Seit Taing Kya Tea Shop
Beginning first in the capital of Yangon, Bourdain meets with local journalist U Thiha Saw to partake in a morning Burmese tradition – the ever-important cup of tea. Served here black, Indian style, with a thick dollop of condensed milk, Tony also enjoys Mohinga, a national dish consisting of a fish-based soup with rice noodles, fried beans, coriander leaves, and lime, together with an assortment of bean-jam filled pastries and freshly baked Tandoori bread.
Feel Myanmar Restaurant
His stomach suitably primed, Tony next visits the Feel Myanmar Restaurant with author and chef Ma Thanegi. Here, they sample a variety of street food dishes including pigs head salad with kafir lime leaves, long bean salad with sesame and fish oil, pennywort leaf salad, and a salad consisting of Indian-style samosas, all served with a bewildering array of condiments including fresh herbs, fish sauce, chilis, and freshly cut lime.
Min Lan Seafood Restaurant
Here at the Min Lan restaurant, Bourdain experiences the Indian influences in Myanmar’s cuisine, with a tomato-based red curry of locally caught river prawns, served with rice. He is also introduced to the custom of making a puckered lip kissing sound for attracting the attention of the waiting staff, not unlike how jeepney passengers in the Philippines signal for their driver to stop.
Taung Htait Pann Pwint Restaurant
At the colorfully named Taung Htait Pann Pwint Restaurant, Bourdain meets up with his old friend and former owner of Les Halles, Philippe Lajaunie. Here the two catch up and swap stories of their experiences in Myanmar so far, enjoying fried chicken heads and necks over a couple of cold beers.

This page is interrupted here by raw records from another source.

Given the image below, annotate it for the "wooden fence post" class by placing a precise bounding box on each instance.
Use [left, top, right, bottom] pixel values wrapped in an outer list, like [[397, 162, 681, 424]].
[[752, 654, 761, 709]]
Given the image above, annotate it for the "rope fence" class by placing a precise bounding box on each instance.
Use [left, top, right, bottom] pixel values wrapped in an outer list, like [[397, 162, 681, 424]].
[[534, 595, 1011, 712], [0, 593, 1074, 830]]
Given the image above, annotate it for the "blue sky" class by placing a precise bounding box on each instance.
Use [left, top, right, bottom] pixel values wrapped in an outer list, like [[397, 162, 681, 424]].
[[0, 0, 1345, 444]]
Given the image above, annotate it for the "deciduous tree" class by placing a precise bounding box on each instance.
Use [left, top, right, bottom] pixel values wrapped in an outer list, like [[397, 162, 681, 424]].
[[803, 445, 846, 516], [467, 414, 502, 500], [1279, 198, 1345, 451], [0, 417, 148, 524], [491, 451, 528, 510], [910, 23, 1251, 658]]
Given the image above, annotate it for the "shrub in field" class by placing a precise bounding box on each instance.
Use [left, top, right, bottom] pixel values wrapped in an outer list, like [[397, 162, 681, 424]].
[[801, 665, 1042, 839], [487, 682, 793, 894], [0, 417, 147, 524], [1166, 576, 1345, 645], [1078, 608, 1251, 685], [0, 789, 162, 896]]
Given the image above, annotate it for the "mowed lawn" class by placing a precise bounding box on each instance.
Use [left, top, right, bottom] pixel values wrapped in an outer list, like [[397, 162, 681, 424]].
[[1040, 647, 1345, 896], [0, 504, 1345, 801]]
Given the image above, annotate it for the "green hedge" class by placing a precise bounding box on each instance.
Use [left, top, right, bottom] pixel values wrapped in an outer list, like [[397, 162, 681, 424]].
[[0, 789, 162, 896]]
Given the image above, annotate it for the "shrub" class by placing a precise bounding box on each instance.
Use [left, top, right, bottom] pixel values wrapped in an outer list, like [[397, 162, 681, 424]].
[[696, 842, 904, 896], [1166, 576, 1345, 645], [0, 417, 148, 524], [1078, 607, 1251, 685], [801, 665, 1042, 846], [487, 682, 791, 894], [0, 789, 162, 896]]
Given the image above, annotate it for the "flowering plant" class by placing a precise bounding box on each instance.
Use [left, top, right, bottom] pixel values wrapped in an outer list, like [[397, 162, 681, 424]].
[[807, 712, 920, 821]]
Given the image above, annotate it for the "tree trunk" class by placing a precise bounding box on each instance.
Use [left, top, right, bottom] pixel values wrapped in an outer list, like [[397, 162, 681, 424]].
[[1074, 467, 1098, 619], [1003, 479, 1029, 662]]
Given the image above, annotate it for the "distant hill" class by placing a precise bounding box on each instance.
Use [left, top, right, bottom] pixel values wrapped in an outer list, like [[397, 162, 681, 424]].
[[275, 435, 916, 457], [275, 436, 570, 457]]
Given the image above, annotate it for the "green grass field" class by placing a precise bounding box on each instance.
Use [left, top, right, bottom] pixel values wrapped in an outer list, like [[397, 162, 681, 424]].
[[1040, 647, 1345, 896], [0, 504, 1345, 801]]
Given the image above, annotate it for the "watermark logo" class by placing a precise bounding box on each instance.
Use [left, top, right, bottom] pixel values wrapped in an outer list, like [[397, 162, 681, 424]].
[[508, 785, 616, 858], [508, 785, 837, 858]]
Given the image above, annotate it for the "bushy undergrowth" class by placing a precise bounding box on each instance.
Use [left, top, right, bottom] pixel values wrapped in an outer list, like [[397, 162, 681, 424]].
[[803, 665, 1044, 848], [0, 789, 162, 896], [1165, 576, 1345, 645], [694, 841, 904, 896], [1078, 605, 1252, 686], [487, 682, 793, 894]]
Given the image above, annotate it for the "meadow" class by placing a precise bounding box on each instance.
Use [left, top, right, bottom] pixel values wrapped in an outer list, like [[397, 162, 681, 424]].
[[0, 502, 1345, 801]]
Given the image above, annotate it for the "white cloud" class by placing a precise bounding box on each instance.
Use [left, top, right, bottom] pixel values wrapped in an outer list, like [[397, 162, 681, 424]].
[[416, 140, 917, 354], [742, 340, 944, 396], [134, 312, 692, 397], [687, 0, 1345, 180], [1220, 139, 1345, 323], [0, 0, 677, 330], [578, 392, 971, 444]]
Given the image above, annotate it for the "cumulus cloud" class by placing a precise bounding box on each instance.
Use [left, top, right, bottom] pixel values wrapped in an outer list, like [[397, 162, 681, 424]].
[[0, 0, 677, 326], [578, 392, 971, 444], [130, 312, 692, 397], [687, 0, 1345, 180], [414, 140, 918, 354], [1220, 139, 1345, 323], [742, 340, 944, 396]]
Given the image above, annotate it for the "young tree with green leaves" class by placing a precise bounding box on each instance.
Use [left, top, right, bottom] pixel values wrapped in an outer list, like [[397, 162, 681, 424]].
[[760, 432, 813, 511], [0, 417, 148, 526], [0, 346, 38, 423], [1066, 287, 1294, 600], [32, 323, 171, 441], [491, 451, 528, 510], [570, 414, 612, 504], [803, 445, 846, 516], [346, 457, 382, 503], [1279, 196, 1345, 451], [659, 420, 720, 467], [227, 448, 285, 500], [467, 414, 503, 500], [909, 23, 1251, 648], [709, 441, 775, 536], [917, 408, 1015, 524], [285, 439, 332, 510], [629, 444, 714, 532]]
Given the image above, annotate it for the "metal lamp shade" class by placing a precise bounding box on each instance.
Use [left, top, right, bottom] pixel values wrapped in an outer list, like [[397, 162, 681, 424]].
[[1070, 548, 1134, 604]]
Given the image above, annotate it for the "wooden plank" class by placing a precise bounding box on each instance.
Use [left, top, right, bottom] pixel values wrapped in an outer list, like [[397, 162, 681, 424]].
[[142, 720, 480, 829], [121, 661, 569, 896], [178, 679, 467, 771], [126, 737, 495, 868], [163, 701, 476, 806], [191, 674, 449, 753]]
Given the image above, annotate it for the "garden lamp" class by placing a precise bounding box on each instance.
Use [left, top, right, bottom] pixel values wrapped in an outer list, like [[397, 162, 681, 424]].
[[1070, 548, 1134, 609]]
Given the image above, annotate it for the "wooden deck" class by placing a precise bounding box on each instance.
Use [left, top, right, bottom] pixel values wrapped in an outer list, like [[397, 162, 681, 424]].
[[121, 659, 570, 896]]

The pair continue into the night, experiencing the hecticness of a Full Moon party, as they chow down on battered quails eggs and deep-fried local birds of an unidentified yet delicious local species.
Morning Star Tea House
As another morning begins in Myanmar, so too does the ritual of tea begin with it. This time, Tony visits the Morning Star Tea House, where alongside the ubiquitous brew, he also orders Lahpet Thoke, a salad of fermented tea leaves, cabbage, tomatoes, and toasted peanuts, seasoned with lime and fish sauce.
Kaung Myat Restaurant
That evening, along the raucous 19th Street, Bourdain meets with local indie rockers Side Effect, and samples grilled tofu and BBQ pork tail in true street food fashion washed down with considerable amounts of ice-cold beer.
Unknown Trackside Vendor
As Tony and Philippe enjoy the 19hr journey on the night express to Bagan, they sample potato samosas and deep-fried fish from a trackside vendor, enjoying the simple eating methodology of such a snack as the train bounces its way north.
Sarabha Restaurant (Bagan)
Upon arrival in Bagan, Bourdain is treated to his last and favorite meal of the trip. A slow-simmered chicken curry, served with a side of sour soup made from roselle leaves, together with an assortment of condiments including freshly ground chilies and pickled beansprouts, in what Bourdain calls the “best restaurant in the country so far” – and a suitable finale to his travels in Myanmar.